Heard on the radio this morning that the Oprah Show will be talking about fashion Do's and Don'ts. Make a note to stop what we're doing at four o'clock and check it out. It's been so long since I've read a fashion magazine I'm wondering how outdated I've become. So, I find myself a cup of tea, and a fluffed up pillow to catch a luxury I always took for granted at home: watching television. The show comes on and I'm aghast. It begins with lingerie and how to pad, push and squish your breasts so that you can look voluptuous. What? When did this happen? (Gloria Steinem . . .where are you?) I gotta hand it to Oprah, though, as she said to the woman, "Do you really want to look that way?" Doesn't it seem a bit too much?" But the woman modeling the low-cut top with her breasts spilling out, replies, "No. This is how I want to look." Big-bosomed ladies are back in style it seems. The guest/advisor even tells the women in the audience to use a "rolled up sock" if they can't afford these padded extravagances. So it's come to this, has it? But what impresses me the most is the "scarf" segment. I guess the rage is these super deluxe Cashmere scarfs that cost $125. Everyone wants 'em. But the unified lament in the studio audience is that "you just can't find 'em anywhere." The guest on the show, an editor from Glamour magazine, has a demo scarf to show the audience the proper and improper way to wear the scarf. The demo scarf is the color of burnt orange. "What!" Oprah screams. "That's the exact color I need!" She admits that she's already got three of these scarfs but she "needs" the burnt orange. "After the show, this scarf is staying," she demands. And she means it. You can see the expression of Want on her face. This is one of the richest women in America. And she till "wants." This offhand comment of hers strikes me like a baldheaded slap. Because I remember when I "needed" stuff, too. I "really need" a navy top to complete my wardrobe, I'd say. I "really need" some black dress shoes. I "really need" some new jeans. The weird thing is, I haven't said "I really need" in two years. Since we've been on the road I haven't "needed" anything. Ironically, I have the same weak clothes I packed two years ago -- just enough to fit in a 13" closet. Yet, I never feel I "need" anything. And, oddly enough, I never feel as though I'm not dressed appropriately, either. Nor do I ever feel out of fashion. It's ironic that the less I have the less I seem to "need."

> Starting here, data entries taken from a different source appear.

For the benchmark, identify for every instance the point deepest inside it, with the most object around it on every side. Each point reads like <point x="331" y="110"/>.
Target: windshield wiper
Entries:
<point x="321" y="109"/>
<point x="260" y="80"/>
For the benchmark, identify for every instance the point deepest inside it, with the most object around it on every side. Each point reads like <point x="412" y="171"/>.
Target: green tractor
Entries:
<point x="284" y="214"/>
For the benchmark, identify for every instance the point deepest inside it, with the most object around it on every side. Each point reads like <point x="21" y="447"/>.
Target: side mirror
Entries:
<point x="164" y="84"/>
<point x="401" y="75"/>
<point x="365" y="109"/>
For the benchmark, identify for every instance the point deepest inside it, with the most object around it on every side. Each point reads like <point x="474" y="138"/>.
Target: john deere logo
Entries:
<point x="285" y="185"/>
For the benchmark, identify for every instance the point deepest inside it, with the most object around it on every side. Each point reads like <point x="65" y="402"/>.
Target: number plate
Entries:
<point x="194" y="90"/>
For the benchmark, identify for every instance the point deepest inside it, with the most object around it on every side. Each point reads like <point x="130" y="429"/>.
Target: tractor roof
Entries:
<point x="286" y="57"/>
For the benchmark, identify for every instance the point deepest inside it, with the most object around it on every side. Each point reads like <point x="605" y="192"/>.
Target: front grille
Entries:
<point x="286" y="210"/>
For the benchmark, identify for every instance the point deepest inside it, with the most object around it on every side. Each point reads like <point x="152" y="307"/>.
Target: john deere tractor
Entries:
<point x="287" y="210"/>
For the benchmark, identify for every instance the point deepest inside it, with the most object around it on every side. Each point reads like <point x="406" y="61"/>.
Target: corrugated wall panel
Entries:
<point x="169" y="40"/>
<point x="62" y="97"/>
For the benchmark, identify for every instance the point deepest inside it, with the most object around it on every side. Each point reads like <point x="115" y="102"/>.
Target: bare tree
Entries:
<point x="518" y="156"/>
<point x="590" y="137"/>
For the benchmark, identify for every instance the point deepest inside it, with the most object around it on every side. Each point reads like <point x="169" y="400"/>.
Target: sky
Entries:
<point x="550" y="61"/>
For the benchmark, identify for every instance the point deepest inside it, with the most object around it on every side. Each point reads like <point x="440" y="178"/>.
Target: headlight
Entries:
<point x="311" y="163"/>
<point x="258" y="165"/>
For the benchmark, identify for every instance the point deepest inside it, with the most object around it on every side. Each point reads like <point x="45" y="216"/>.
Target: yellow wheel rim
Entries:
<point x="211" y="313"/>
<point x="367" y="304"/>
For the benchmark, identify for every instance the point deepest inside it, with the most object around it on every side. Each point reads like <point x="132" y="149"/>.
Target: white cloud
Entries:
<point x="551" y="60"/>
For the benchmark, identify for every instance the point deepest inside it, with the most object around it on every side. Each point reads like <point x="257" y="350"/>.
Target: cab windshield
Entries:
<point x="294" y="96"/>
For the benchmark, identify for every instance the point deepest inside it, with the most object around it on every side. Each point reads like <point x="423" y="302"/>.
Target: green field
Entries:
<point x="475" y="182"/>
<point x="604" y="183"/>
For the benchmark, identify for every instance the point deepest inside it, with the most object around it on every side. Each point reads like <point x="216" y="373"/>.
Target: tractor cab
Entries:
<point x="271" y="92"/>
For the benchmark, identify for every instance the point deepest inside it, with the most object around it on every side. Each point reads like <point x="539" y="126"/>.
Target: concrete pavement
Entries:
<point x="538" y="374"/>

Black is black, turning the clock back

Shipshewana is a big Amish town. Everywhere are black buggies, black-clothed men and bonneted women. It's so funny to see this throwback in time mixed in with modern life. For instance, we got to Pizza Hut for lunch today and sit with an entire roomful of Amish people. Old ladies, young girls, men and boys, and adorable little babies in old-fashioned clothes, sitting at a Formica table eating fast-food. It's a strange mix of modesty and modernity. At the campground in the evening we hear the clip-clop of horses on the road while the roar of airplanes soar overhead. I love seeing the horses and buggies and hearing their distinctive clip-clop, but reality is that the place smells awfully bad. Horse manure fills the air and the streets. One needs to watch his step all the time.